Ava: B.S. I know what you're saying and it's a point worth raising but Pollitt wrote a racist screed and too damn bad for The Nation if they can't take the criticism. We've been overly kind in the past to the print version of Melissa from thirty-something. She was racist and her comments hurt women. Let the Mud Flap Gals rally to her defense but she's not getting support from real feminists when she stereotypes and insults and hurts -- hurts -- Arab women. She's becoming George Will in drag more and more as she sees herself as the expert on everything and capable of weighing in all races. She's stereotyping and she's offensive. I hope they do whine to C.I. again. If they do they can expect a very loud WAAAA back from me if I catch that in the inbox. Someone really needs to explain to Pollitt, dear, you're an old line socialist gone soft, White woman who stopped progressing around 1992, you are not an expert on all races, you are not an expert on much of anything at all.

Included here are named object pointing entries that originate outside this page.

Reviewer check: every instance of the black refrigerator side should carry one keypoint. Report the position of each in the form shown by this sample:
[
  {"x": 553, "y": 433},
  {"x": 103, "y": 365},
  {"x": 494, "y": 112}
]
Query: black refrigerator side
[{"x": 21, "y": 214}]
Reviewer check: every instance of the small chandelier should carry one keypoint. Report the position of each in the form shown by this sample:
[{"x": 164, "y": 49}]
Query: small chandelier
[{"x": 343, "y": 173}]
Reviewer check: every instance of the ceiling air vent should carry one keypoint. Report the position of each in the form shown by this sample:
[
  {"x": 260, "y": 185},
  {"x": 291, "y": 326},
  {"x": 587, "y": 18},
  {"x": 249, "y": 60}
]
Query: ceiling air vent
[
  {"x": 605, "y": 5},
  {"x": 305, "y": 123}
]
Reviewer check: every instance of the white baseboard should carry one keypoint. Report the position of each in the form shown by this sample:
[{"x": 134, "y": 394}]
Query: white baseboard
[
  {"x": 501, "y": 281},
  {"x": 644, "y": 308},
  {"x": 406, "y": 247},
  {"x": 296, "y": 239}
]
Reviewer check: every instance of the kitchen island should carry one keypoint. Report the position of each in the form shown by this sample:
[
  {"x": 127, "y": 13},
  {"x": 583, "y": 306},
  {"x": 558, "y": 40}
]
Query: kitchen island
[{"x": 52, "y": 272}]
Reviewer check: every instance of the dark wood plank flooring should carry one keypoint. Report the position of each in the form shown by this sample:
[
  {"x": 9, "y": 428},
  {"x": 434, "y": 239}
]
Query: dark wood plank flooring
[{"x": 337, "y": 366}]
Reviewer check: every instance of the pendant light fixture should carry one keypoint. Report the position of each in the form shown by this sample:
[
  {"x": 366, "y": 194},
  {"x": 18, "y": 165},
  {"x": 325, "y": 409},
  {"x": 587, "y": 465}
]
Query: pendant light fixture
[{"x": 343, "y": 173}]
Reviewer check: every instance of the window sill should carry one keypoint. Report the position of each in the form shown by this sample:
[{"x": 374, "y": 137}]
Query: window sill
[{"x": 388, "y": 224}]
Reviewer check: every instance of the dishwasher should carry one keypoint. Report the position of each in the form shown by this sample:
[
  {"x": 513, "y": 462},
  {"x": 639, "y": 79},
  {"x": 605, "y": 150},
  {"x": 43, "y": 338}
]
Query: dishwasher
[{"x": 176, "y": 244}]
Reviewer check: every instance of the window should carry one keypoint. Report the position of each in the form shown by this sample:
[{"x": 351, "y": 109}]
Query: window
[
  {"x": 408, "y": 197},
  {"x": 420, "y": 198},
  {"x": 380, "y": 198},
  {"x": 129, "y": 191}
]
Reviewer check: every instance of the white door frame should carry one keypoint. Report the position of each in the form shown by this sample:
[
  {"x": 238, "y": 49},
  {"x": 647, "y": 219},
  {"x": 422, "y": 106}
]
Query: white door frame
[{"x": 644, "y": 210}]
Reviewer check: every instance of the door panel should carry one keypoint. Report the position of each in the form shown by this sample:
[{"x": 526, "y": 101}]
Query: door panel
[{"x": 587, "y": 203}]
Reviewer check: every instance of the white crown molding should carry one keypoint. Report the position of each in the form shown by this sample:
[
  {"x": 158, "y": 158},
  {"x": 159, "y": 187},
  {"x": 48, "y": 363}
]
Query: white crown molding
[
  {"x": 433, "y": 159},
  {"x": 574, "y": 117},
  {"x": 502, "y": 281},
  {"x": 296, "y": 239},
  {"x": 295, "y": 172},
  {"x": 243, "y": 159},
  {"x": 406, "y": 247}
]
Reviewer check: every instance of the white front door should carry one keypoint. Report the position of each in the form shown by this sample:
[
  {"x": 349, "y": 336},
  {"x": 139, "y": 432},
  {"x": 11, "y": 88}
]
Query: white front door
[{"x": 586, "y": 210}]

Go stalk your ex-boyrfriends on the internet and write your lame poetry but quit thinking you're carrying a feminist torch because you are nothing but the worst example of elitist, White "America first" thinking trying to pass itself off as feminism.





Jim: And that's going to be the only one we respond to in roundtable fashion. Ty picked that one and knew C.I. would respond due to the fact that it had been a huge issue at the house, with many women covering over to explain how offensive they found Pollitt's scribbles. We actually had three other e-mails we were going to respond to in roundtable fashion but Dona's noting this has already doubled the allotted time for this feature.